Treatment schedule of protocols 0508 and 9902
In the treatment schedule for locally advanced adenocarcinoma of the uterus (protocol 9704), PTV-1, PTV-2, and PTV-3 were irradiated with 12, 4, and 4 fractions, respectively (Fig. 29.5). This clinical trial was a dose-escalation trial. Based on the results of a previous study (protocol 9403), the dose to PTV-1 was fixed at 36.0 GyE in 12 fractions (3.0 GyE per fraction) in this protocol. With regard to local boost, a dose-escalation study was planned with an initial dose of 26.4 GyE in 8 fractions, then gradually increasing up to 38.4 GyE in 8 fractions by 2.4 or 3.6 GyE increments. Dose escalation was performed after careful observation of acute normal tissue responses according to discussion twice per year of the Working Group of the Gynecological Tumor. Total dose to the cervical tumor was 62.4–74.4 GyE over 20 fractions.
Treatment schedule of protocol 9704
29.5 Results of Therapy
29.5.1 Locally Advanced Squamous Cell Carcinoma of the Uterus (9702, 9902, and 0508)

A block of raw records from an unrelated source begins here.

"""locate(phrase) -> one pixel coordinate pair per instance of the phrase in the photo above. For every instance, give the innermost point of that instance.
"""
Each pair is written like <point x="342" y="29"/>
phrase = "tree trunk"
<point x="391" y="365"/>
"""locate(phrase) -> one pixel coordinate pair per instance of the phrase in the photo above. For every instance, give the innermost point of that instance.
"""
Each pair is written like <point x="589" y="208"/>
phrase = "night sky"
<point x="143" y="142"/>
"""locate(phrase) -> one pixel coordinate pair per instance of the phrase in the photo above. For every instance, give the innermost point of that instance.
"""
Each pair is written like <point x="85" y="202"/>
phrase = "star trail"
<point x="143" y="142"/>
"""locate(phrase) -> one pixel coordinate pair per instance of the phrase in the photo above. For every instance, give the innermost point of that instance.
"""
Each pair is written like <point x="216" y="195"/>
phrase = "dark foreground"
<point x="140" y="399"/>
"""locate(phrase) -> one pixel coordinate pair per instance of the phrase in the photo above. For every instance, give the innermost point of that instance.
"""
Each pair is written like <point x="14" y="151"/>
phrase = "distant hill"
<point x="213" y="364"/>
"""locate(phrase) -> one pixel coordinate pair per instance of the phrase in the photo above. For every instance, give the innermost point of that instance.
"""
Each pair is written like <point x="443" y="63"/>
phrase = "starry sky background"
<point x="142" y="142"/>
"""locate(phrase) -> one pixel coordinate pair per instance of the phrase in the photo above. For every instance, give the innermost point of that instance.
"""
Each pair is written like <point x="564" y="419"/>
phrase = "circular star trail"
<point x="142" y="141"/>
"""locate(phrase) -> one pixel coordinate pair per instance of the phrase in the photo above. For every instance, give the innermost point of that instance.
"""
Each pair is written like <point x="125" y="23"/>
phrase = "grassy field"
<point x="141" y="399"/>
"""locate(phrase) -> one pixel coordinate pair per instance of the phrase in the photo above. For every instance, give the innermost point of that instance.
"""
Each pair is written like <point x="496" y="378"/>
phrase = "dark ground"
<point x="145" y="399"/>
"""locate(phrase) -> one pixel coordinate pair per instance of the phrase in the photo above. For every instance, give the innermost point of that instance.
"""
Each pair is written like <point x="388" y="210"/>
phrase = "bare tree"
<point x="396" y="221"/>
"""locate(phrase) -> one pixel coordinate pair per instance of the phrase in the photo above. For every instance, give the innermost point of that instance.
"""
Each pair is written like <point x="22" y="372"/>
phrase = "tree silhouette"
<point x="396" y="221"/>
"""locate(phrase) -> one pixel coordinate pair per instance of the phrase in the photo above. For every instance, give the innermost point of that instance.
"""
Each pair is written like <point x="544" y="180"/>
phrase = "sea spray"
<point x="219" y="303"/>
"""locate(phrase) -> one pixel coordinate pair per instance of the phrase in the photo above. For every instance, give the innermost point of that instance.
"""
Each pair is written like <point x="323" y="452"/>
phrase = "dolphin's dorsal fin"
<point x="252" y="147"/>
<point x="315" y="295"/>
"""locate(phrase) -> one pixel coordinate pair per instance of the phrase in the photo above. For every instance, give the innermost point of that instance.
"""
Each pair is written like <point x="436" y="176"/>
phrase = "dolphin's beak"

Between December 1997 and January 2011, 62 patients with locally advanced squamous cell carcinoma of the uterine cervix were treated with C-ion RT. Patients with histories of prior chemotherapy or pelvic radiotherapy were excluded from the studies. Patient characteristics are summarized in Table 29.1. Overall treatment time (OTT) ranged from 32 to 48 days, with a median of 36 days. The median follow-up durations for all patients and surviving patients were 29 and 49 months, respectively.
Patient characteristics (9702, 9902, 0508, squamous cell carcinoma)
Number of patients
Follow-up, range (median) (month)
Age, range (mean) (year)
Lymph node status
Tumor size (cm) (range (median))
All of the observed acute and late toxicities are listed in Table 29.2. Although 28 patients (45.2 %) developed acute GI toxicity (G1–G2) and 15 patients (24.2 %) had acute GU toxicity (G1–G2), all patients completed the scheduled therapy. No patient developed grade 3 or higher acute toxicity. As for late toxicities, 20 patients developed GI complications (G1–G4). Among them, 18 patients had mild or intermediate bleeding of the rectum or sigmoid colon. Only one patient had rectal complication of G4, which was surgically salvaged, and the other had severe rectal bleeding. These cases were treated before revision of the treatment technique. Fifteen patients had grade 1 or 2 late GU toxicities, and no patient developed grade 3 or higher toxicity.